数据结构之并查集:路径压缩继续优化并查集——20

路径压缩继续优化并查集

在实现的并查集中,在合并操作merge(item1, item2)时,会不管两个元素所在的分组大小,总是将item
1的分组合并到item2的分组,这样可能会导致树的深度无必要地增加:
数据结构之并查集:路径压缩继续优化并查集——20_第1张图片
如果是大树合并到小树上,会导致树的深度增加,进而造成增删改查等操作的代价增大
因此我们要对并查集的合并操作进行优化。

优化合并方式

  • 每次合并时,都将小分组的元素往大分组合并,由于本例初始化都是一个元素,对应一个分组,它合并的情况可能会变成如下这样(箭头代表分组之间的edge),类似一颗星状的树:
    数据结构之并查集:路径压缩继续优化并查集——20_第2张图片

属性和方法说明

  1. self.num_groups 分组数量
  2. self.groups 一个数组,索引代表传入的item的值,元素代表分组编号
  3. nums_in_each_group 一个数组,索引代表分组编号,元素代表每个分组的元素个数
  4. count_groups() 获取当前总共分数的数量
  5. in_the_same_group(item1, item2) 判断两个传入的item是否在同一分组
  6. which_group(item) 获取传入的item的所在分组
  7. unite(item1, item2) 合并两个元素到同一分组,小的分组总是会往大的分组合并

Python代码实现及测试

class UF_Tree_Weighted:
    def __init__(self, n):
        self.num_groups = n
        self.groups = [i for i in range(n)]
        self.nums_in_each_group = [1 for _ in range(n)]

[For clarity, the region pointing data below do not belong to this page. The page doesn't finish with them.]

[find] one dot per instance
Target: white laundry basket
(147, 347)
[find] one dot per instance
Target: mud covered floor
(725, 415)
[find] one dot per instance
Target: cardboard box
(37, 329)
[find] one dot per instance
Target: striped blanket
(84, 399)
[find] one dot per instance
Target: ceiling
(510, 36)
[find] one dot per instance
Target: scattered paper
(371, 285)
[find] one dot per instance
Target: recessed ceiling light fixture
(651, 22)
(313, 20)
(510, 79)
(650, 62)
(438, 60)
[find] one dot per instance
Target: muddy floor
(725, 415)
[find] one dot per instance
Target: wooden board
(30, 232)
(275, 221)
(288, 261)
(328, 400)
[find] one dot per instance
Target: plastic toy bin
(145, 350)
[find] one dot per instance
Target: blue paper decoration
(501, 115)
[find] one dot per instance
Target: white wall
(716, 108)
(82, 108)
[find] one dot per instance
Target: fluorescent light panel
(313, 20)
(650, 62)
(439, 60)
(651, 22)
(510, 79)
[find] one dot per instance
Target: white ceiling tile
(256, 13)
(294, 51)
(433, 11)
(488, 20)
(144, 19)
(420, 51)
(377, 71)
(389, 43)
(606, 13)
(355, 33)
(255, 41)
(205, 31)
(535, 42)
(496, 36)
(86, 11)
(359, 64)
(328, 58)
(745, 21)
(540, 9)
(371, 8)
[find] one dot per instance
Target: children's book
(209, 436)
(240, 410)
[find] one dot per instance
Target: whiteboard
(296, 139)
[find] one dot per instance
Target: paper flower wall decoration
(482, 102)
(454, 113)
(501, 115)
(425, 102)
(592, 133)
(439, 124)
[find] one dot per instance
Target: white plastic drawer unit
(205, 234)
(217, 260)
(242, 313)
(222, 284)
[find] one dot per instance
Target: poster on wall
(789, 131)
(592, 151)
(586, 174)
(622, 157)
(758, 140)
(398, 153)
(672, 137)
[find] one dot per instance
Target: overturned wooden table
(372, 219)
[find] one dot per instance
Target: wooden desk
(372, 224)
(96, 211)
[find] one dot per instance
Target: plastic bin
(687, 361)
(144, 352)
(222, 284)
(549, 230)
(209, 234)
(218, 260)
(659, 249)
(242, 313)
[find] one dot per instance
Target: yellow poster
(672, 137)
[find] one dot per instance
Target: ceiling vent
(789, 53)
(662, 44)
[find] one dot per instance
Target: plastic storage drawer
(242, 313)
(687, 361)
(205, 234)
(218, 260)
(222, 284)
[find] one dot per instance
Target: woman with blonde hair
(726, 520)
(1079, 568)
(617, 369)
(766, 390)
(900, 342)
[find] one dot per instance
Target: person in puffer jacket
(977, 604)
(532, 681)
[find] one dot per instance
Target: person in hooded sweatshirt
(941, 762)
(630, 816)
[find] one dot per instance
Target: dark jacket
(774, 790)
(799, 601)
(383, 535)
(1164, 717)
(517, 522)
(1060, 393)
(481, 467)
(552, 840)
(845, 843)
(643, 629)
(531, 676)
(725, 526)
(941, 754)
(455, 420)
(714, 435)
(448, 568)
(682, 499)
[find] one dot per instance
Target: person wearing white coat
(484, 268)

    def count_groups(self):
        return self.num_groups

    def in_the_same_group(self, item1, item2):
        return self.which_group(item1) == self.which_group(item2)

    def which_group(self, item):
        """Find item's root------>groups[groups[groups[...groups[item]...]]]"""
        while self.groups[item] != item:
            item = self.groups[item]
        return item

    def unite(self, item1, item2):
        p = self.which_group(item1)
        q = self.which_group(item2)
        if p == q:
            return
        if self.nums_in_each_group[p] <= self.nums_in_each_group[q]:
            # Merge the smaller group into the bigger's
            self.nums_in_each_group[q] += self.nums_in_each_group[p]
            self.nums_in_each_group[p] = 0
            # Change the smaller group-number to the bigger's group-number
            self.groups[p] = self.groups[q]
        else:
            # Merge the smaller group into the bigger's
            self.nums_in_each_group[p] += self.nums_in_each_group[q]
            self.nums_in_each_group[q] = 0
            self.groups[q] = self.groups[p]
        # Numbers of group subtract 1
        self.num_groups -= 1


if __name__ == '__main__':
    UF = UF_Tree_Weighted(5)

    print(f"The initial number of groups is {UF.num_groups}")

    while True:
        p = int(input(f'Input the to-be-merge element: '))
        q = int(input(f"Merge to the target element's group: "))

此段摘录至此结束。